I understand that paint size changes, but why would the same paint still fit the titanium barrel on the 100 day and not the aluminum one?

And then fit the aluminum in the cooler 78 degree temperature.

The titanium one fit the same on all paint on all days.

What else could cause this?

Thanks again for all the great info,
Matt

what else? the barrel might not be exactly the size specified. and how are you determining fit? placing a ball in and pushing on it, one moves more easily than the other? as tom has suggested in a few posts: balls seem to orient themselves so as only the equator touches. this being the mode of least resistance, possibly balls fit ever so differently because of the way youve placed them in the barrel.

cristobal - i looked in my basic thermo book and didnt find a chart of material properties with the thermal expansion coefficient. and i cant find my materials book, do you know of a website with that info? thanks.

what else? the barrel might not be exactly the size specified. and how are you determining fit? placing a ball in and pushing on it, one moves more easily than the other? as tom has suggested in a few posts: balls seem to orient themselves so as only the equator touches. this being the mode of least resistance, possibly balls fit ever so differently because of the way youve placed them in the barrel.

cristobal - i looked in my basic thermo book and didnt find a chart of material properties with the thermal expansion coefficient. and i cant find my materials book, do you know of a website with that info? thanks.



Some of the paint would barely push through the aluminum with a swab!! Then went right through the titanium one on the hot day.

Then all the balls went easily through all barrels in the cooler degrees, which is why I wanted to know how much the metal varies.

Is the finish that much better on the inside of a titanium barrel VS Aluminum VS Stainless?

Thanks,
Matt

www.matweb.com <- good source of Materials info.


Another point of interest is how thick the walls of the barrel are.

The metal should be expanding in all directions, but the barrel geometry 'MAY' cause an uneven expansion. I'm too tired to look up calculations right now, but the best way to test that would be to have multiple barrels with the exact same geometry, just different materials.

6 hours in 100 degree day:
Ten paintballs ALL FIT the .688 titanium boomstick nicely.
Same ten paintballs would lodge in the .689 aluminum CP barrel.
Had to use a battle swab to get them out they were so stuck.

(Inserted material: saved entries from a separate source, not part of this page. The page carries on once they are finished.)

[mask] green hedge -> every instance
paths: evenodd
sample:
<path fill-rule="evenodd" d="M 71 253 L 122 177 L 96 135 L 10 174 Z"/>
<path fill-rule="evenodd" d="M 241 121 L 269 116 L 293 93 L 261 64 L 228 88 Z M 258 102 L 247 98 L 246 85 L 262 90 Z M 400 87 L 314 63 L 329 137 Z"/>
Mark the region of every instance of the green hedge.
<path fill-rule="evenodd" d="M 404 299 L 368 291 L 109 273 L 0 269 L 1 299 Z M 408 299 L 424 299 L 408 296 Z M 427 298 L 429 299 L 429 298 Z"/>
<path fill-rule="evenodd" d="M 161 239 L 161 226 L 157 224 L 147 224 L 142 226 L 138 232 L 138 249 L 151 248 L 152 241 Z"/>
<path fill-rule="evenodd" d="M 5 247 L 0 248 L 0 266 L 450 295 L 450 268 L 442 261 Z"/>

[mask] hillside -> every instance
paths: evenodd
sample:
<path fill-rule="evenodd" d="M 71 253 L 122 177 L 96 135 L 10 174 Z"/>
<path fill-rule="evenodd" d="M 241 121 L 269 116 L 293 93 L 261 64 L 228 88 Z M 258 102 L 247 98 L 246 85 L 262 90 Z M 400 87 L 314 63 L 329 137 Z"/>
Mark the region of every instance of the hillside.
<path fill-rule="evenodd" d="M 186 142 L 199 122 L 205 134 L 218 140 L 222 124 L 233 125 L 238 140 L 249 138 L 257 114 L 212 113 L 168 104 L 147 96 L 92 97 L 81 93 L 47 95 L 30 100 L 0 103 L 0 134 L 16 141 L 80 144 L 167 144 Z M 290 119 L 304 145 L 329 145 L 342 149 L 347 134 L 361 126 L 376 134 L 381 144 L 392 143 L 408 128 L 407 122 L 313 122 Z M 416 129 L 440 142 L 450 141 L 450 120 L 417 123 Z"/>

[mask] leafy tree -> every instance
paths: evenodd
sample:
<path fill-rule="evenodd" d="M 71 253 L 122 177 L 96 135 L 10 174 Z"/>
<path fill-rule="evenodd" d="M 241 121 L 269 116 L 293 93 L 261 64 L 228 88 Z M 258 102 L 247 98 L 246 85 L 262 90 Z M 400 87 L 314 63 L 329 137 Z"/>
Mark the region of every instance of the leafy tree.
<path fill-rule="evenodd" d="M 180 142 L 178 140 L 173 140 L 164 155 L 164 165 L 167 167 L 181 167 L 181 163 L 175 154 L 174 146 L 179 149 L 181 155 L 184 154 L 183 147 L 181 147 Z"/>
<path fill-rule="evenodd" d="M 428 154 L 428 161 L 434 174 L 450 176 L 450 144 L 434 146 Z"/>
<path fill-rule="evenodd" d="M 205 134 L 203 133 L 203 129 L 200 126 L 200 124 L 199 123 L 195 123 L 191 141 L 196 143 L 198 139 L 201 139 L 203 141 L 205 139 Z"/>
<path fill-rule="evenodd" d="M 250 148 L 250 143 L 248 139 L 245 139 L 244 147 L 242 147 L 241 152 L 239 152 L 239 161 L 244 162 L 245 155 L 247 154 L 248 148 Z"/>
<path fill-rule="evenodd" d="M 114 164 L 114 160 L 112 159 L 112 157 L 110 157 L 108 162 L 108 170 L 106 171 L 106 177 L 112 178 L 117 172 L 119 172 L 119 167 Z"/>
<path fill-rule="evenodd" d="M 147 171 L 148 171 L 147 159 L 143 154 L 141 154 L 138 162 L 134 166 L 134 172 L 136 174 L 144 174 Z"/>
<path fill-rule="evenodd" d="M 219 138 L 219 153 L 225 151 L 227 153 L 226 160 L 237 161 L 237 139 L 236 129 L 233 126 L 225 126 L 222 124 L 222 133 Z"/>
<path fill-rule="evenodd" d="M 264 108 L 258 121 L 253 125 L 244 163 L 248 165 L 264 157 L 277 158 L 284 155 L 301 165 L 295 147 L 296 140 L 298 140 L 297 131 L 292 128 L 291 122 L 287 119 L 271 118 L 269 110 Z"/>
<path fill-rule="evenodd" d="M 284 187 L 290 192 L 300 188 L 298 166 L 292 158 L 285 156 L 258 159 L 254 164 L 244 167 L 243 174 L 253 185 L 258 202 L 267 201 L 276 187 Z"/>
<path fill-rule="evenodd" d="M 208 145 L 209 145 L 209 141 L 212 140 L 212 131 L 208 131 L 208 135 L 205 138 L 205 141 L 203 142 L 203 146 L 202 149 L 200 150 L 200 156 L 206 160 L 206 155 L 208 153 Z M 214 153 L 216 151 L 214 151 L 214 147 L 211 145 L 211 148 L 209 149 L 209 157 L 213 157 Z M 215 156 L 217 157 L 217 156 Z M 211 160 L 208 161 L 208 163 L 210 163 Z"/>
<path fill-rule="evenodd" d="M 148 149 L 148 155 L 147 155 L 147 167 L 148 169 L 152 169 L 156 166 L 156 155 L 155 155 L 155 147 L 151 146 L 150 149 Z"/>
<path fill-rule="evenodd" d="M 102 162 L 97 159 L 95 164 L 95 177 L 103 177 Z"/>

After sitting in the house for about 24 hours @ 78 degrees:
Same ten paintballs AGAIN fit the .688 titanium boomstick nicely.
Same ten paintballs also fit the .689 stainless Freak insert nicely.
Same ten paintballs NOW fit the .689 aluminum CP barrel nicely.

I'm not concerned about exact bore and I understand paintballs fluctuate with temp and humidity.

My question is what is going on with the aluminum barrel?

As stated titanium fluctuates less, but is too small to matter.

So, what makes the titanium barrel fit paint more often than the aluminum one?

What makes the aluminum barrel change more than the titanium?

Thanks,
Matt

I'm not concerned about exact bore and I understand paintballs fluctuate with temp and humidity.

My question is what is going on with the aluminum barrel?


My guess is that the bore of the Al barrel is actually smaller than the Ti barrel. When the paint is at room temp it fits both fine -- but the "margin" of fit is bigger for the Ti barrel. When the paint expands in the heat the first barrel to see this will be the smaller bore Al barrel. I highly doubt that either barrel is expanding enough from room temp to 100F to cause the phenomena you are seeing.